Segelboot trampen – Abschließende Betrachtungen

Segelboot trampen.
Segelboot trampen.

Vor ca. 7 Jahren habe ich das erste mal gehört, es sei möglich mit Booten zu trampen. Was für eine grandiose Idee. Endlich nicht mehr auf Flieger angewiesen sein, wenn man auf andere Kontinente möchte. Schon lange wollte ich es ausprobieren. Nun war es endlich soweit.

Ich schreibe diesen Artikel, weil ich im Vorfeld viel über Boottrampen im Internet recherchiert hatte. Es gibt meiner Meinung nach nicht sehr viele Quellen, bzw. oft sind die Informationen die selben. Darüber hinaus war das Boottrampen nicht so, wie ich es nach all den Recherchen erwartet hatte. Daher möchte ich hier auch eine andere Position einnehmen. Die Wahrheit liegt mit Sicherheit irgendwo in der Mitte. Ich werde hier keine Anleitung zum Boottrampen liefern, weil sowieso schon zu viele Tramper in den Häfen unterwegs sind.

Die Route und die Boote

Ich startete in Gibraltar, bzw. auf der spanischen Seite in La Linea. Mit dem ersten Boot kam ich bis nach Teneriffa, wo ich meinen nächsten Lift für den Transatlantik fand. Es ging in die nördliche Karibik nach St. Maarten. Es kostete mich ca. drei Wochen während der Weihnachtszeit 2014 endlich ein nächstes Boot nach St. Vincent zu finden, von wo ich dann meinen letzte Passage nach Trinitad begann. Insgesamt vier Boote haben mich mitgenommen. Zweimal war ich Crew für einen Boottransfer. Einmal war ich mit einer sehr jungen Crew, die mein Alter waren, unterwegs und einmal mit einem älteren Kapitän. Insgesamt 4000 nautic miles (ca. 7000 km) auf See, Reisezeit ca. 2,5 Monate.

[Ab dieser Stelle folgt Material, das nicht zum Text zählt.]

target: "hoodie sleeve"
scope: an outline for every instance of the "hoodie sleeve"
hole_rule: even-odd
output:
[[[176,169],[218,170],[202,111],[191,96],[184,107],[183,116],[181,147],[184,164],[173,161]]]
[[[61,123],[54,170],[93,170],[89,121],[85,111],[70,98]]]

Boottrampen scheint äußerst populär zu sein, in Spanien habe ich ca. 10 andere Tramper getroffen und ich habe gehört, dass in Las Palmas anfang November 25+ Tramper an der Marina waren und versucht haben ein Boot zu finden. Das lag mit Sicherheit auch an der ARC, eine große transatlantik Regatte (http://de.wikipedia.org/wiki/Atlantic_Rally_for_Cruisers), mit der zum 14./20.11. ca. 250 Boote Richtung Westen starten. Es war also viel los, was es teilweise nicht einfacher machte ein Boot zu finden. Ich habe von einigen gehört, die aufgegeben haben und sogar einen Franzosen getroffen, der von Teneriffa zurück nach Frankreich geflogen ist, weil er dort ein Boot gefunden hat, um dann wieder 8-12 Tage auf die Kanaren und dann weiter in die Karibik zu segeln. Ich denke das sagt schon einiges über die Gesamtsituation aus.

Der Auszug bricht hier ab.